Tutorial 1b: Global Visualizations
Contents
Tutorial 1b: Global Visualizations#
This tutorial is an introduction to analyzing results from a global simulation. It uses results from the case you ran in the 1a Tutorial, Global_Simulations
, but do don’t have to wait for those runs to complete before doing this tutorial too. We’ve prestaged model results from this simulation and another simulation using a different model configuration in a shared directory. This way, you can get started on analyzing simulations results before your simulations finish running and compare differences caused by model structure.
In this tutorial#
The tutorial has several objectives:
Become familiar with Jupyter Notebooks
Begin getting acquainted with python packages and their utilities
Compare results from two simulations, here CLM5.1-SP and CLM5.1_FATES-SP
First we’ll have a look at the data,
these were prestaged for your use in the tutorial, but should be idential to the FATESsp case you just ran
!ls /scratch/data/day1/I2000_CTSM_FATESsp/lnd/hist/ |head -20
I2000_CTSM_FATESsp.clm2.h0.2000-01.nc
I2000_CTSM_FATESsp.clm2.h0.2000-02.nc
I2000_CTSM_FATESsp.clm2.h0.2000-03.nc
I2000_CTSM_FATESsp.clm2.h0.2000-04.nc
I2000_CTSM_FATESsp.clm2.h0.2000-05.nc
I2000_CTSM_FATESsp.clm2.h0.2000-06.nc
I2000_CTSM_FATESsp.clm2.h0.2000-07.nc
I2000_CTSM_FATESsp.clm2.h0.2000-08.nc
I2000_CTSM_FATESsp.clm2.h0.2000-09.nc
I2000_CTSM_FATESsp.clm2.h0.2000-10.nc
I2000_CTSM_FATESsp.clm2.h0.2000-11.nc
I2000_CTSM_FATESsp.clm2.h0.2000-12.nc
I2000_CTSM_FATESsp.clm2.h0.2001-01.nc
I2000_CTSM_FATESsp.clm2.h0.2001-02.nc
I2000_CTSM_FATESsp.clm2.h0.2001-03.nc
I2000_CTSM_FATESsp.clm2.h0.2001-04.nc
I2000_CTSM_FATESsp.clm2.h0.2001-05.nc
I2000_CTSM_FATESsp.clm2.h0.2001-06.nc
I2000_CTSM_FATESsp.clm2.h0.2001-07.nc
I2000_CTSM_FATESsp.clm2.h0.2001-08.nc
Each line of the list above includes the file path (/scratch/data/day1/I2000_CTSM_FATESsp/lnd/hist/
) and file name.
The simulation you ran is really from an I2000 case, which means it just cycles over datm data from 1991-2000 with constant land cover, CO2, etc.

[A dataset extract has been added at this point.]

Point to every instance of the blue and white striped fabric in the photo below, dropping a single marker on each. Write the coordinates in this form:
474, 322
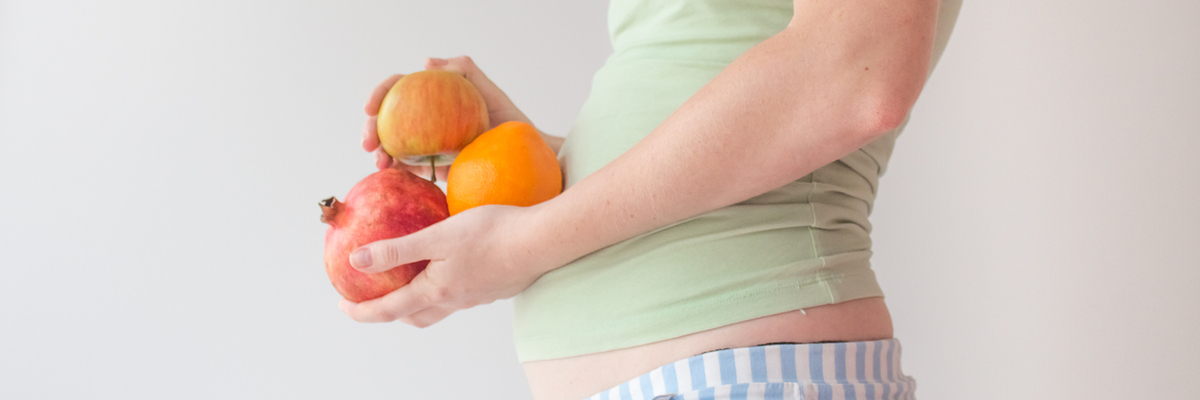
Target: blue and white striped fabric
819, 371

These simulations generate one types of files:
*h0*
: Variables that are averaged monthly. One file is available for every month of the simulation.

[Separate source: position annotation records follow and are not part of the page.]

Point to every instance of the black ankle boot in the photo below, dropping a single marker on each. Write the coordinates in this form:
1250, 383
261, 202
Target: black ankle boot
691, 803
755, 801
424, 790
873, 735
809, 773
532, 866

The files are saved in netcdf format (denoted with the .nc
file extension), a file format commonly used for storing large, multi-dimensional scientific variables.
Netcdf files are platform independent and self-describing; each file includes metadata that describes the data, including: variables, dimensions, and attributes.
The figure below provides a generic example of the data structure in a netcdf file. The dataset illustrated has two variables (temperature and pressure) that have three dimensions. Coordinate data (e.g., latitude, longitude, time) that describe the data are also included.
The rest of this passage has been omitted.